I contacted a few to find out. At the 134-year-old Slaughter and May law firm, “tattoos are definitely not prohibited,” a spokeswoman told me.
The even older HSBC bank also has no rules on tattoos, or shorts for that matter, but does expect staff to dress in a manner “appropriate to the business situation”.
Goldman Sachs is in a similar boat, which is no surprise considering the arms of its former chief financial officer, Marty Chavez, were adorned with large Japanese language tattoos.
Bankers and lawyers are not alone. “I think many people would be shocked to know how many physicians have tattoos,” says Professor Michael French, chair of the department of health management and policy at the University of Miami.
He knows this because he teaches a lot of doctors, has four tattoos himself, and has done some of the most interesting research on tattoos in the workplace.
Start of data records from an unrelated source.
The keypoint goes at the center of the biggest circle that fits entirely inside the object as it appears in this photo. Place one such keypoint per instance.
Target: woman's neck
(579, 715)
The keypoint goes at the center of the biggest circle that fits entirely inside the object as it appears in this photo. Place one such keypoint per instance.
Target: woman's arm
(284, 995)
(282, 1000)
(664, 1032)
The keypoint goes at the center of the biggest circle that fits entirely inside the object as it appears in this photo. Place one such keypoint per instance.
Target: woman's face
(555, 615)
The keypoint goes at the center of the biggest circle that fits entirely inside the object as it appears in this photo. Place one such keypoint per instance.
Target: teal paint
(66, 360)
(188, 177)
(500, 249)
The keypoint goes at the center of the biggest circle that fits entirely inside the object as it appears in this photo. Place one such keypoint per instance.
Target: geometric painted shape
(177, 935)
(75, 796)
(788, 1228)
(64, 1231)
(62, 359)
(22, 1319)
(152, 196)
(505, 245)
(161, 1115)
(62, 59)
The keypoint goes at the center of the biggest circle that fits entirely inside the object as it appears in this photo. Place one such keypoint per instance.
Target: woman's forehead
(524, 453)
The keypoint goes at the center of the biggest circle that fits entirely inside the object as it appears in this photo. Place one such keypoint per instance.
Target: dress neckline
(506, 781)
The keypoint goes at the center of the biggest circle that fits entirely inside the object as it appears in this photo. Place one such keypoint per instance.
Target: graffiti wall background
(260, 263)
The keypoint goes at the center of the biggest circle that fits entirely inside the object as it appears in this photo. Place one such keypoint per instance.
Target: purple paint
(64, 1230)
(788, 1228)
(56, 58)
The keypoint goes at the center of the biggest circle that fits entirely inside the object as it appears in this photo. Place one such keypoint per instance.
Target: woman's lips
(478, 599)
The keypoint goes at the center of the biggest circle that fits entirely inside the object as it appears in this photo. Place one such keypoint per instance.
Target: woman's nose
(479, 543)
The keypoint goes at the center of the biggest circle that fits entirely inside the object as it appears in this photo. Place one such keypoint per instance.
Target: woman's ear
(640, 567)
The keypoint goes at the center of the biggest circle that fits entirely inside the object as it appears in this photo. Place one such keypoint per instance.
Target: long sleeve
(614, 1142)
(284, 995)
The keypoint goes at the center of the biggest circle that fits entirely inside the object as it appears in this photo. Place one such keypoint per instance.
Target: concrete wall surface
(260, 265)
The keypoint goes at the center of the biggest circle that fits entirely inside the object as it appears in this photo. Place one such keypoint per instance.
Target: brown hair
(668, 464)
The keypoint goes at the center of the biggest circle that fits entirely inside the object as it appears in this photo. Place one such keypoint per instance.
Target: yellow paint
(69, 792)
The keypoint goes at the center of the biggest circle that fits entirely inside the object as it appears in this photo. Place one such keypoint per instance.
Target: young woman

Some studies show getting inked is associated with risky behaviours, such as smoking and sexual activity.
But the more surprising – and the one that led me to call him last week – was a 2018 paper that revealed in the United States, the inked were just as likely to be employed, and to earn as much as the uninked. Indeed, men with tattoos were 7 per cent more likely to be employed than men without them.
CLEAR INDICATION OF GROWING ACCEPTANCE
Lest any male reader is now frantically googling his nearest tattoo studio, we are talking correlation, not causation here. A tattoo won’t necessarily boost your salary, but it isn’t likely to harm your job prospects.